Related papers: Model-Free Reinforcement Learning for Symbolic Automata-encoded Objectives

Model-Free Reinforcement Learning for Symbolic Automata-encoded Objectives

URL: http://arxiv.org/abs/2202.02404v1
Date: Fri, 4 Feb 2022 21:54:36 GMT
Title: Model-Free Reinforcement Learning for Symbolic Automata-encoded Objectives
Authors: Anand Balakrishnan, Stefan Jaksic, Edgar Aguilar Lozano, Dejan Nickovic, Jyotirmoy Deshmukh
Abstract summary: Reinforcement learning (RL) is a popular approach for robotic path planning in uncertain environments. Poorly designed rewards can lead to policies that do get maximal rewards but fail to satisfy desired task objectives or are unsafe.
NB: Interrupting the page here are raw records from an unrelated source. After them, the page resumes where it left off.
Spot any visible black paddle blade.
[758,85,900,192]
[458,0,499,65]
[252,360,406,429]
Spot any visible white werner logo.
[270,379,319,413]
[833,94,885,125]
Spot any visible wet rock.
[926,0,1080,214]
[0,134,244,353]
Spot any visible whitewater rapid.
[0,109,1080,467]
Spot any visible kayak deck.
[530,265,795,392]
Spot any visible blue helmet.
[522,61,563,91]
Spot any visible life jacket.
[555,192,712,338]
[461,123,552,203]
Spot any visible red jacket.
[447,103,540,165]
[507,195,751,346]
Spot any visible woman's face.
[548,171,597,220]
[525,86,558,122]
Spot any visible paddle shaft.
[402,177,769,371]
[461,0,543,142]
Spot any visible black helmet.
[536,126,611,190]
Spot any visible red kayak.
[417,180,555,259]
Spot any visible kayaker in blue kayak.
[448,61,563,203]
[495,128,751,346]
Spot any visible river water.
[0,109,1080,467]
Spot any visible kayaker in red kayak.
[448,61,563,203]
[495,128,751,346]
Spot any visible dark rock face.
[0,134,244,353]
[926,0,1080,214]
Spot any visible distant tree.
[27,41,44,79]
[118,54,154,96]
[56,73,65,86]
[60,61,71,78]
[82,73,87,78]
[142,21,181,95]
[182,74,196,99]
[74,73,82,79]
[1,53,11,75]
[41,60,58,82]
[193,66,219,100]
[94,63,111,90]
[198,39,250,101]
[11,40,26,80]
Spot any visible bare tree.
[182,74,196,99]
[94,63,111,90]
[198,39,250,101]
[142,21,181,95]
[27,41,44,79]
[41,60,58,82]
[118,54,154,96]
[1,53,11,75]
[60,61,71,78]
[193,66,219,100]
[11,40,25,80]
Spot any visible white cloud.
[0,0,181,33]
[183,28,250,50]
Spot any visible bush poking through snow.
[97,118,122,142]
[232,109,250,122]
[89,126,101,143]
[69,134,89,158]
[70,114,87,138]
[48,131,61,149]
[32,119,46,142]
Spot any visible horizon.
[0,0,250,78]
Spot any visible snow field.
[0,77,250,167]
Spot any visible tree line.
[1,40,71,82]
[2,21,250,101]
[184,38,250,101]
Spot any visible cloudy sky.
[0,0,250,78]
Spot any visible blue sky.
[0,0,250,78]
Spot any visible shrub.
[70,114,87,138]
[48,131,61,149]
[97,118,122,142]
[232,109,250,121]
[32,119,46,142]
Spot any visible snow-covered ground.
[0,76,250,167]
We propose using formal specifications in the form of symbolic automata.
Score: 0.0
License: http://arxiv.org/licenses/nonexclusive-distrib/1.0/
Abstract: Reinforcement learning (RL) is a popular approach for robotic path planning in uncertain environments. However, the control policies trained for an RL agent crucially depend on user-defined, state-based reward functions. Poorly designed rewards can lead to policies that do get maximal rewards but fail to satisfy desired task objectives or are unsafe. There are several examples of the use of formal languages such as temporal logics and automata to specify high-level task specifications for robots (in lieu of Markovian rewards). Recent efforts have focused on inferring state-based rewards from formal specifications; here, the goal is to provide (probabilistic) guarantees that the policy learned using RL (with the inferred rewards) satisfies the high-level formal specification. A key drawback of several of these techniques is that the rewards that they infer are sparse: the agent receives positive rewards only upon completion of the task and no rewards otherwise. This naturally leads to poor convergence properties and high variance during RL. In this work, we propose using formal specifications in the form of symbolic automata: these serve as a generalization of both bounded-time temporal logic-based specifications as well as automata. Furthermore, our use of symbolic automata allows us to define non-sparse potential-based rewards which empirically shape the reward surface, leading to better convergence during RL. We also show that our potential-based rewarding strategy still allows us to obtain the policy that maximizes the satisfaction of the given specification.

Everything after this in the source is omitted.